I know I've mentioned Slightly Foxed here before, after coming across a random issue at a local thrift shop.  Well, I'm sorry to say I never did subscribe to it, I just couldn't make the commitment (financial and otherwise; TLS same, to my prolonged and ongoing dissatisfaction), but I have been following their trajectory nonetheless.  Looking at their website again recently prompted me to turn to the secondhand market, as I so often do, and I found two lots of back issues for sale on eBay and bought them.  Thus, recent evenings have found me with one of these in hand, smiling to myself, and taking an occasional note.  From the kind of prose that keeps me enthralled, that of book people.  For this little quarterly magazine is comprised of brief essays and reviews by real book people - authors, editors, booksellers used and rare, other denizens of the book trade - all about books that are usually out of print.  The editors, Gail Pirkis and Hazel Wood, are so very good at what they do.  They have an uncanny knack for choosing the perfect selection for each issue - each essay rings a bell for me, with very few exceptions - a bell of instant interest and recognition.  Because they almost all are written with a high level of talented bookish fanaticism, for a particular title or author the writer of the essay feels should see the light of day once more, often after years of neglect, benign or otherwise.  That particular favorite, that one beloved book we turn to again and again, the author we search for in used book shops and rejoice when we find something we didn't already have.  The book we turn to every two years, to re-read and meet the author and our own selves on the pages once more.  I kid you not, every issue is like this.  I've read about a third of the issues shown above and have yet to regret a moment of it.  
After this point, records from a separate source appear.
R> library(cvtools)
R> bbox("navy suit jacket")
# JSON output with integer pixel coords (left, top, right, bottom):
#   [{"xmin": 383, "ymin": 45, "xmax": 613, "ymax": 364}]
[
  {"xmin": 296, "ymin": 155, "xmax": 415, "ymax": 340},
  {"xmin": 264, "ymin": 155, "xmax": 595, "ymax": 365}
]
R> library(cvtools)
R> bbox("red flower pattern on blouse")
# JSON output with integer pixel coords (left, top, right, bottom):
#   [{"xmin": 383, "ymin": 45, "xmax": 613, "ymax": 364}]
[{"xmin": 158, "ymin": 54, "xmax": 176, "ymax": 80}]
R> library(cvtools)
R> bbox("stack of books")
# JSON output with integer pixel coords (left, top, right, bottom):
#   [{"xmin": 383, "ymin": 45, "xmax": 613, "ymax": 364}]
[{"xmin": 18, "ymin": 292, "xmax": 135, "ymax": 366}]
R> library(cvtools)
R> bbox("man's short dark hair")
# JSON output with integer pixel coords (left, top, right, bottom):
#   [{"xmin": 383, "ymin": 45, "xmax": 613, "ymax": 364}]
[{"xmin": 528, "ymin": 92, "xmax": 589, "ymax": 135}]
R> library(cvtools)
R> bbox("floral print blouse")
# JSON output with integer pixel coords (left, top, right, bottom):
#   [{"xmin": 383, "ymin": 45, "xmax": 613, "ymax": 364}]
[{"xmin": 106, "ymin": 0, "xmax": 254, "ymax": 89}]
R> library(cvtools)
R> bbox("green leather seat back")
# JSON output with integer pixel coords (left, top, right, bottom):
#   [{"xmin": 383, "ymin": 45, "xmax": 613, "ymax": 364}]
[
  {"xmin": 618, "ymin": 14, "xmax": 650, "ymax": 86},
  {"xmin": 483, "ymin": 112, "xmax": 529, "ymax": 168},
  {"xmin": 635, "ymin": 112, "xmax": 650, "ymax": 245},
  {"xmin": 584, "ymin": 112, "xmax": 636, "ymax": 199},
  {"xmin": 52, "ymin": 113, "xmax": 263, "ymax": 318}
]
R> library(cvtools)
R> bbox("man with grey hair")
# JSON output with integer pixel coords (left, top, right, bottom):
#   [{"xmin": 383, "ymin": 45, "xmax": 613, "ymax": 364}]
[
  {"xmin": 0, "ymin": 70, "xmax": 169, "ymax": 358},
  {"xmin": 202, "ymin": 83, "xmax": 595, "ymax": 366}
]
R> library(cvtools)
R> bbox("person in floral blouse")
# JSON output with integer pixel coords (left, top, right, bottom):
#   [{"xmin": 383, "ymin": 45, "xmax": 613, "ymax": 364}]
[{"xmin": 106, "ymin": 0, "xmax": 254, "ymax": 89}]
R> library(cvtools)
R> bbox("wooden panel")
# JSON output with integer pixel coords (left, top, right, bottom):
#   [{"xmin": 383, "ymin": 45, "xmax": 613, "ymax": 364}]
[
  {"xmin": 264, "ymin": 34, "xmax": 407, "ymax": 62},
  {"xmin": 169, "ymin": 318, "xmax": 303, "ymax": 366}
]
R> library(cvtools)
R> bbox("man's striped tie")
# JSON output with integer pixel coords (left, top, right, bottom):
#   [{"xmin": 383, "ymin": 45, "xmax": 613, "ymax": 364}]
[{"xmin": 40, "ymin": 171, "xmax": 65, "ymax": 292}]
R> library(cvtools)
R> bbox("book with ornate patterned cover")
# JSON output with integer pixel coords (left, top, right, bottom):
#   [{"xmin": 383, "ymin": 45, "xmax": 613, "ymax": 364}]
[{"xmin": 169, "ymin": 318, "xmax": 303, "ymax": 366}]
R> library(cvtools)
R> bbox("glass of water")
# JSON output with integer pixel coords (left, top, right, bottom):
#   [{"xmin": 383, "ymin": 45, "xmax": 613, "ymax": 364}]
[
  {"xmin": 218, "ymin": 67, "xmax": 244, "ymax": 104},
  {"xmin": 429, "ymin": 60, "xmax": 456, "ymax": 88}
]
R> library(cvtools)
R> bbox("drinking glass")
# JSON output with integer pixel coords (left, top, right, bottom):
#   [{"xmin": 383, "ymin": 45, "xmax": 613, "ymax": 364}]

As I mentioned the last time I spoke of Slightly Foxed, the first sentences to the reviews and essays draw you in immediately.  If your tastes run to books as mine do, it is impossible to read these first sentences and not continue on, joyfully.  To wit, P.D. James in issue No. 26, Summer 2010 (p.12): 

"There are some books, not necessarily the longest, in which the author's intention is so perfectly realized, a seminal experience of life so beautifully recorded that the book becomes a small icon to be treasured not only on the shelf of a personal library, but in the mind."

And Josie Barnard in issue No.27, Autumn 2010 (p.28):

"Some books I set out to read, others I get involved with by accident."

One more - Charles Elliott in issue No.22, Summer 2009 (p.87):

"As obsessions go, book collecting ought to be one of the more innocent."

From his essay entitled Book Crooks.  Oh, that word ought!  The whole sentence turns on it.         

Each issue contains gems such as these.  Captivating.  A treasure trove of the known and unknown both.  Although I must say that so many of the books mentioned therein - after all this time of reading and selling books and generally trying to become aware of literature of all kinds - so many I have never heard of before now.  From authors long-dead.  Slightly Foxed shows me again how inexhaustible the book world is, how renewable and regenerative, and oh how much love we book people have for our books.  And reminds me, though I hadn't forgotten, how fascinating and strange it is that someone else's words, put down and made into books, can come to mean so much to us.  Mary Oliver.  How I will miss you.  How glad I am you wrote your books!  I don't think I will ever tire of the reading experience.  Such mysterious riches, readily available to us all.